Former education secretaries gather

Secretary of Education Rod Paige, his four predecessors and former North Carolina Governor Jim Hunt expressed optimism about the state of American education, but said teacher quality, moral learning and school accountability need improvement during Wednesday's Education Leadership Summit.

Held in Geneen Auditorium at the Fuqua School of Business, the forum, which was hosted in commemoration of the 150 years of teacher preparation at the University, featured substantive comments by former secretaries of education Lauro Cavazos, William Bennett, Lamar Alexander and Richard Riley.

Hunt, who now heads the Hunt Institute for Educational Leadership and Policy, moderated the three-hour summit, which featured perspectives from each panelist and a roundtable discussion involving the participants and the audience.

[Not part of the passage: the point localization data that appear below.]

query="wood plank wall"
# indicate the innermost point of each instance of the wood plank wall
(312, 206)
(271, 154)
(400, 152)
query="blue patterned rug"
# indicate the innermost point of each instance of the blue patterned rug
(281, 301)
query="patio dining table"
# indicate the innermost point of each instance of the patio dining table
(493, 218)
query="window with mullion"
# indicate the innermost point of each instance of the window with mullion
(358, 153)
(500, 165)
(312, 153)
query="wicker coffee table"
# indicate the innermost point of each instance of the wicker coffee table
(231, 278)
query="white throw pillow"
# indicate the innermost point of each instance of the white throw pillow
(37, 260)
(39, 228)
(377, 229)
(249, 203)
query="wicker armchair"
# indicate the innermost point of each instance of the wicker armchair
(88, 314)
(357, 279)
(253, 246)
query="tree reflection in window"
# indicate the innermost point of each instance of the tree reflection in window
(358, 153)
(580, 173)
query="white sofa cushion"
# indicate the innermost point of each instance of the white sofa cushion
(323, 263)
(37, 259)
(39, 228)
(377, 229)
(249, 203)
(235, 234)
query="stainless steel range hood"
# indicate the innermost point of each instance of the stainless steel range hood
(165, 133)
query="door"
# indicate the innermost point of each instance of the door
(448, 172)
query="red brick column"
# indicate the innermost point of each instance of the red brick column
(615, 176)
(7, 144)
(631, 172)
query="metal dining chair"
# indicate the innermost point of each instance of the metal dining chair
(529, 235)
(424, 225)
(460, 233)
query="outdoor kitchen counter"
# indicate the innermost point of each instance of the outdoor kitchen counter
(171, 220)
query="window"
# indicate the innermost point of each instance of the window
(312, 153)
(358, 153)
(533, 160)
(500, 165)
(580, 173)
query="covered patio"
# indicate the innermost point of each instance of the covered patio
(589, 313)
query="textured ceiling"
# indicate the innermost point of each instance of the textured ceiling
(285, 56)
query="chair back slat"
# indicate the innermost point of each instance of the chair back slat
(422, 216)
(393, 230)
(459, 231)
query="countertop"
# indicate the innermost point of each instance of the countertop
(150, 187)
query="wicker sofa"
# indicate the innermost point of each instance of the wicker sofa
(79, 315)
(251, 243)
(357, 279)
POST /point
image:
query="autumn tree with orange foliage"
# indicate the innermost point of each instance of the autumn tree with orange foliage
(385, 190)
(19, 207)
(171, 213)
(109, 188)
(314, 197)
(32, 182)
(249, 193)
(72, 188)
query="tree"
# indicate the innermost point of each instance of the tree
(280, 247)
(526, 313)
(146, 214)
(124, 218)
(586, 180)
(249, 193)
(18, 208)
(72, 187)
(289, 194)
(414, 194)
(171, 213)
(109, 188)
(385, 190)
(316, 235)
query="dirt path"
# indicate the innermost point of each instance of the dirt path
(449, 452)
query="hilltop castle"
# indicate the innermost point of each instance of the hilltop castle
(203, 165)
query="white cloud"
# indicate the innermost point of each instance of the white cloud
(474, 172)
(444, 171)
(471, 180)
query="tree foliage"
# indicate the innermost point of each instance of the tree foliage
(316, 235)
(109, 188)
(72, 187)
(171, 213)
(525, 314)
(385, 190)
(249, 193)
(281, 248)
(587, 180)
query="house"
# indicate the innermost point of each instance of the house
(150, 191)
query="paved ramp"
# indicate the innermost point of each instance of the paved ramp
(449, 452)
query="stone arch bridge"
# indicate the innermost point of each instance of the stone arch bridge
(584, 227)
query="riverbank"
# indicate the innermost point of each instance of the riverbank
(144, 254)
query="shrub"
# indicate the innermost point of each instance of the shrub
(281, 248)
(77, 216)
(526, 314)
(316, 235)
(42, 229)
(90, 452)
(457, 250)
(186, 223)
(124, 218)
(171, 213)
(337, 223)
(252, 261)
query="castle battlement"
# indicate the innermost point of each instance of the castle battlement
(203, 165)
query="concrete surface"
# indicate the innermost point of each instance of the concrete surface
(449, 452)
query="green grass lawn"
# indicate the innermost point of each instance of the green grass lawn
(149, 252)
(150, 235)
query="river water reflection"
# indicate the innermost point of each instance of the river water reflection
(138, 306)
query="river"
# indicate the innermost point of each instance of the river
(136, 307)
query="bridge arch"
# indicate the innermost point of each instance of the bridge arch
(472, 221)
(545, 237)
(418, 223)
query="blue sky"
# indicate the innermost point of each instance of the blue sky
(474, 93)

Perhaps the most important contributor to the summit was Paige, who spoke at length about his administration's agenda for education. Praising President George W. Bush's leadership in pushing through the No Child Left Behind Act, Paige repeated his administration's main education goals throughout the forum, including accountability of results, greater flexibility and firmer local control of schools, and expanded parental options for school choice.

"Every society has been pleased with educating some of the children," Paige said. "[The Bush administration] is talking about all of the children."

The former secretaries echoed Paige's remarks on the notion of giving all children an opportunity to learn, but Riley cautioned that accountability in education could not be truly achieved until clear standards are enacted in order to judge this accountability. "I believe in standards, but not standardization," the former South Carolina governor said, noting the importance of creative teaching in addition to the expansive testing regime put into place under the recently passed education legislation.

Meanwhile, Bennett, who heads the Empower America conservative think tank and also has served as director of the Office of National Drug Control Policy, stressed his belief that morality should play a role in the education of children despite opposition to morality-based teaching. He also underscored that teachers must serve as role models for their pupils. "If you want people to learn about morality, then you put them in the presence of people who embody morality," Bennett said.

Riley responded that educators should teach about religion, but should not preach religious values.

Another hot topic that was tackled in the forum was the role that the federal government should play in educating the country's youth. The panelists agreed that more federal dollars should be pumped into local schools, but disagreed about how this funding should be administered and how much the government should oversee local school systems. Departing from his fellow Republicans, Bennett and Cavazos, Alexander called for an even greater increase in the federal commitment to education, contradicting the platform that the Republican Party advocated during his tenure as education secretary, which called for an abolition of the Department of Education.

Alexander also called for far-reaching legislation to improve the quality and accessibility of America's kindergarten through 12th-grade schools, just as the G.I. Bill after World War II made American colleges and universities better and more accessible.

"Why not borrow the horse trade that created the best colleges in the world to create the best schools in the world?" he asked.

Despite his disappointment that some of the main problems that he faced in his term had yet to be solved, Cavazos was generally optimistic about the direction of America's education system. He said he was pleased that the public was paying close attention to educational issues.

"America wants only the very, very best and that is still the main goal," Cavazos said. "Maybe by the end of the decade, we'll be able to reach these goals."